The scene is now set for a celebratory homecoming at Zandvoort this weekend. There was a party atmosphere at the Dutch Grand Prix last year, but that was with a reduced 67 percent capacity due to concerns around COVID. This year, not only will the race be a sell-out but the home fans will arrive knowing Verstappen has all but sealed this year’s championship. Horner, however, remains wary of the threat from Red Bull’s rivals.

“Zandvoort will probably be a bigger challenge for the new [technical] directive because it’s bumpy and bouncy there,” he said. “It’s probably more akin in layout to Budapest, so Ferrari and potentially Mercedes might come back into the frame there.
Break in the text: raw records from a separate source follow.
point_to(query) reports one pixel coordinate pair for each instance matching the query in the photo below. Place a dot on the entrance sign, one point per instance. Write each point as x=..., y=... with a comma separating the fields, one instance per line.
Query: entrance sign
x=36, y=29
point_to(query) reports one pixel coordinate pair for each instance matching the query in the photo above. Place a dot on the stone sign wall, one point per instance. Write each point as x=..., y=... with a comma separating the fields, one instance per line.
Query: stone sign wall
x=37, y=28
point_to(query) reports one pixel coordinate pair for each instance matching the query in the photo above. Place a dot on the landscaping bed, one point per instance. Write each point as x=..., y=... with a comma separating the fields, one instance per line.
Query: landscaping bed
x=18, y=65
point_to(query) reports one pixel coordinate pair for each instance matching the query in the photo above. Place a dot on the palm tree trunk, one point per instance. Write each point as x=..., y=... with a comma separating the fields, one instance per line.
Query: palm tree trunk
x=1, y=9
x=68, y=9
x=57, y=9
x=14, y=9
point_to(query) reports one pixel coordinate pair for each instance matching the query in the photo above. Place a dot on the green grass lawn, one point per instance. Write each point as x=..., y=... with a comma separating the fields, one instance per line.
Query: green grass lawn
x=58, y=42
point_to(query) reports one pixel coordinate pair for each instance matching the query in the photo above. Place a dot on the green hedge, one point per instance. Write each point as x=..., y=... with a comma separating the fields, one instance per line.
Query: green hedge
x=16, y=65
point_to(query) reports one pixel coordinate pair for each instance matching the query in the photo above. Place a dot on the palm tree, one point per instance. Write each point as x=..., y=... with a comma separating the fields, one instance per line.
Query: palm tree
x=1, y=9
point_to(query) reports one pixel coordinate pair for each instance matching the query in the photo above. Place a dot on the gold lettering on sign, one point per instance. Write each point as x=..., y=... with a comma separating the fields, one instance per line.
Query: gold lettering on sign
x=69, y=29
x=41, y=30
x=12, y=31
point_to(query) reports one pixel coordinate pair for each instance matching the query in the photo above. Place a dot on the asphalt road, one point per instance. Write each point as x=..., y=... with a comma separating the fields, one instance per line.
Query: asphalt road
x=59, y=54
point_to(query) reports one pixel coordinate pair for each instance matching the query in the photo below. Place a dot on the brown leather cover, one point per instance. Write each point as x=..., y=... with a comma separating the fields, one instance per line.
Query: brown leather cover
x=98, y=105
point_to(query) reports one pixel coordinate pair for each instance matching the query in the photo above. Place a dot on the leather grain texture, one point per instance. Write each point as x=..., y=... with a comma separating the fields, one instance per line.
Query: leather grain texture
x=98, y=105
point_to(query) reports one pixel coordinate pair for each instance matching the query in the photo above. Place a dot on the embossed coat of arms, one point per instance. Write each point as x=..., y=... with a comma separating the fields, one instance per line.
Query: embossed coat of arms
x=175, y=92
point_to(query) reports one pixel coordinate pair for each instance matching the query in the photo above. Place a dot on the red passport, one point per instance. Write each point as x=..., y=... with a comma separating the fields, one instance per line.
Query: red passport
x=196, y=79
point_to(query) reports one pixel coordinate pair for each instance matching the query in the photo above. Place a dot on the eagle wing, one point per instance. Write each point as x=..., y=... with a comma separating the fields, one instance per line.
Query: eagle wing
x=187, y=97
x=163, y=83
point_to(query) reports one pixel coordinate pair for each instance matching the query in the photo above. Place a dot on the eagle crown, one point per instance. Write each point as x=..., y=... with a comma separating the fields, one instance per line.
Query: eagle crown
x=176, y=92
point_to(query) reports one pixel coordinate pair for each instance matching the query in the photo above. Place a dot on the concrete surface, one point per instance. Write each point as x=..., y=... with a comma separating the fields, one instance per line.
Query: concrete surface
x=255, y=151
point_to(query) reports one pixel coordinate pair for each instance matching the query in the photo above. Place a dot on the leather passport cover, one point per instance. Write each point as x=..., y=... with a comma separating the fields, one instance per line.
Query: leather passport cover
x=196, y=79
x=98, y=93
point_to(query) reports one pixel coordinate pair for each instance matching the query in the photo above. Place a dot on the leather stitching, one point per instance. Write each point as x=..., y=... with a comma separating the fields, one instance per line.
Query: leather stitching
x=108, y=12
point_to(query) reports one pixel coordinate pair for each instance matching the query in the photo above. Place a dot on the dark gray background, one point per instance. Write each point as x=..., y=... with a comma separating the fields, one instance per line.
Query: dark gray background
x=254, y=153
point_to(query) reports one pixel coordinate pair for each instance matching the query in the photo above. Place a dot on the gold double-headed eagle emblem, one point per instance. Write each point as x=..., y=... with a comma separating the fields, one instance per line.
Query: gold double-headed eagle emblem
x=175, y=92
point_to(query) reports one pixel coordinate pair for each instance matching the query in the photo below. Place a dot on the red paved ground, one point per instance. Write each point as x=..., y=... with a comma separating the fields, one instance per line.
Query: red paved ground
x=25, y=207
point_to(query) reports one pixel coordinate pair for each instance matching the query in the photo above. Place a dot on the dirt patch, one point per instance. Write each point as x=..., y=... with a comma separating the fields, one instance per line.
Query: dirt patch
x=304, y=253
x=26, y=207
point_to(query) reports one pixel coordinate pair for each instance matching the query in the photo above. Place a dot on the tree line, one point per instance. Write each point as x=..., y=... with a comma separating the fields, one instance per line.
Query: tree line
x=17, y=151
“It’s just a different type of challenge, and obviously there is going to be huge expectation on Max as he returns there as the world champion with the number one on the car. We saw the atmosphere last year and I think it’s only going to step up again this year.”

And Horner has made clear there will be no premature celebrations until Verstappen and Red Bull put the title beyond the mathematical reach of Leclerc and Ferrari.

“I think you have to keep the pressure on, because as soon as you don’t, you start making mistakes,” he added. “So we will approach Zandvoort with exactly the same discipline that we have done every grand prix this year.

“There are no additional activities for Max compared to a standard weekend, but of course there will be an awful lot of noise around the circuit but we will try to keep him inside a bubble inside the team to try to manage expectations.

“As far as the championship tables look, they look very healthy, but things can change very quickly. We saw that when we were 46 points behind when we left Australia and within a couple of races had managed to turn that around.

“Our prerogative is on each race one at a time and the championship table will take care of itself. We just want to keep this momentum rolling forward.”